Bernard-Henri Lévy : Fin 40, vous arrivez donc à New York…
Claude Lévi-Strauss : J’arrive à New York en 1941, puisque c’est à la fin 40 que j’ai été radié, en raison des lois de Vichy, de ma position de professeur. J’arrive donc en 41. Et je rentre, rappelé par le ministère des Affaires étrangères, tout de suite après la Libération de Paris. Et puis quelques mois après, moins de six mois je crois, je suis à nouveau renvoyé à New York, cette fois comme conseiller culturel de l’ambassade de France, et j’y reste jusqu’en 47.

A quoi ressemblait ce New York de 41-44 ? Quel y était le climat intellectuel, politique ? Les rapports entre les uns et les autres ?
claude levi strauss NYNew York était à ce moment-là au sommet de son cosmopolitisme. Il y avait des réfugiés de tous les coins du monde. Il avait des Allemands, il y avait des Italiens, il y avait Français… Et donc c’était un lieu extraordinaire pour vivre la pensée européenne, bien qu’on ne soit pas en Europe.Politiquement, limitons-nous à la colonie française. La colonie française était divisée en plusieurs chapelles ou factions, comme vous voudrez, dont les unes étaient politiquement engagées, et dont les autres se tenaient en dehors de la politique. Bon, la grande division c’était d’un côté les vichystes et les prudents (c’était, en gros, les vieilles institutions françaises de New York comme l’Alliance française), et puis, de l’autre le camp gaulliste qui lui-même comportait plusieurs factions internes. Et puis, autour de ça, il y avait des gens qui étaient peu mêlés à la politique, comme des peintres, des écrivains – les surréalistes notamment. Et, entre tous ces groupes, il y avait soit des recouvrements partiels, soit, au contraire, très peu de contacts. Moi il se trouve que j’étais, si je puis dire, à cheval sur trois groupes qui étaient d’une part les milieux de la France libre, avec l’École libre des Hautes Études de New York que nous avons fondée à ce moment-là ; d’autre part les surréalistes, peintres ou écrivains ; et puis les psychanalystes – mais qui étaient en majorité étrangers.

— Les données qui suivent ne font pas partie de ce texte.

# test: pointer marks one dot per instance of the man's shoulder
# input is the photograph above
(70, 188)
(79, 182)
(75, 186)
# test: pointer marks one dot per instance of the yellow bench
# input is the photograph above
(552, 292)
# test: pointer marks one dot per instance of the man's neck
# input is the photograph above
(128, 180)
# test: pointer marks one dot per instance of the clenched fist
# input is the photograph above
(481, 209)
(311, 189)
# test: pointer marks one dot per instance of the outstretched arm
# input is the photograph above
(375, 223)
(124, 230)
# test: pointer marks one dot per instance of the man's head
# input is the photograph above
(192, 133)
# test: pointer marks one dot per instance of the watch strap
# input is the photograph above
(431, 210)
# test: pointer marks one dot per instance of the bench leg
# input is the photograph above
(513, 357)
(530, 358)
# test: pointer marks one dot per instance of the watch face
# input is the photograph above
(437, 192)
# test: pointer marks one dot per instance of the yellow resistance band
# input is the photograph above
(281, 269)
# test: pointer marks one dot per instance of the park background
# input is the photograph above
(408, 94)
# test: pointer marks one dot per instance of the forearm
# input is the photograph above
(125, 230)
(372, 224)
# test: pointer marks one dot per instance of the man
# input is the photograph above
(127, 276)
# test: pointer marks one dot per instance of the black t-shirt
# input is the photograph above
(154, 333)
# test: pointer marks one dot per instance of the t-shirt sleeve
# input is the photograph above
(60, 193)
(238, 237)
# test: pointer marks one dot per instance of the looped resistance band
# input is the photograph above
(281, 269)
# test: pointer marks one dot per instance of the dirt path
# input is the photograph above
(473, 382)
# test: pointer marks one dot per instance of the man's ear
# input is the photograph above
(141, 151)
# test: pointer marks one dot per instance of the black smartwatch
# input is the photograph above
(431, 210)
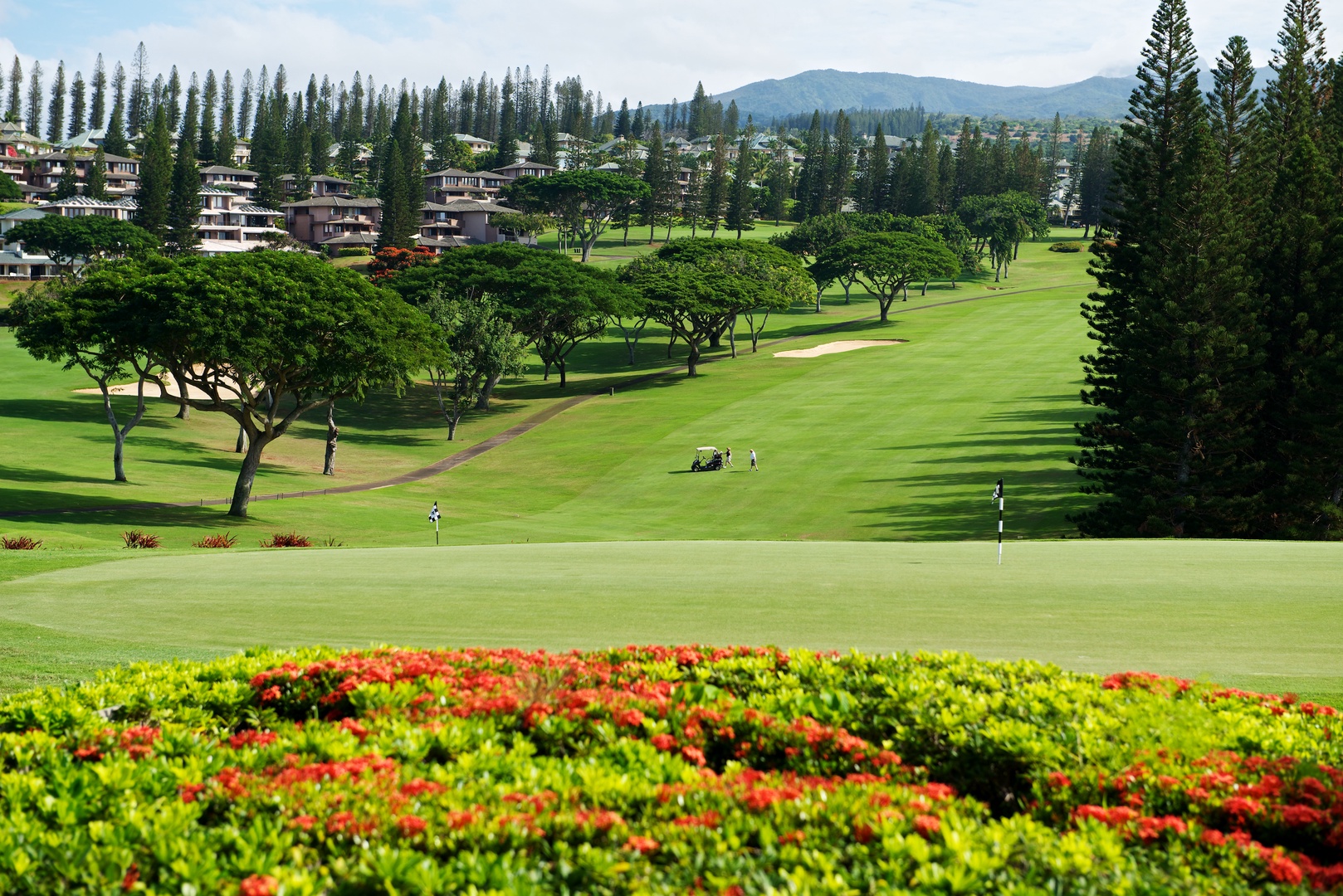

L’École libre des Hautes Études de New York c’était quoi?
C’était une institution créée à l’initiative de Maritain, Focillon, Francis Perrin (et aussi, d’ailleurs, Jean Perrin, son père, qui était là), quelques autres grands noms français, qui avaient voulu attester la présence de la pensée et de la culture françaises aux États-Unis, en rassemblant non seulement les Français exilés mais les francophones. Nous donnions des cours. Nous faisions passer des examens qui étaient, si je puis dire, tolérés avec bienveillance par les autorités de l’État de New York, et reconnus par le gouvernement de la France Libre.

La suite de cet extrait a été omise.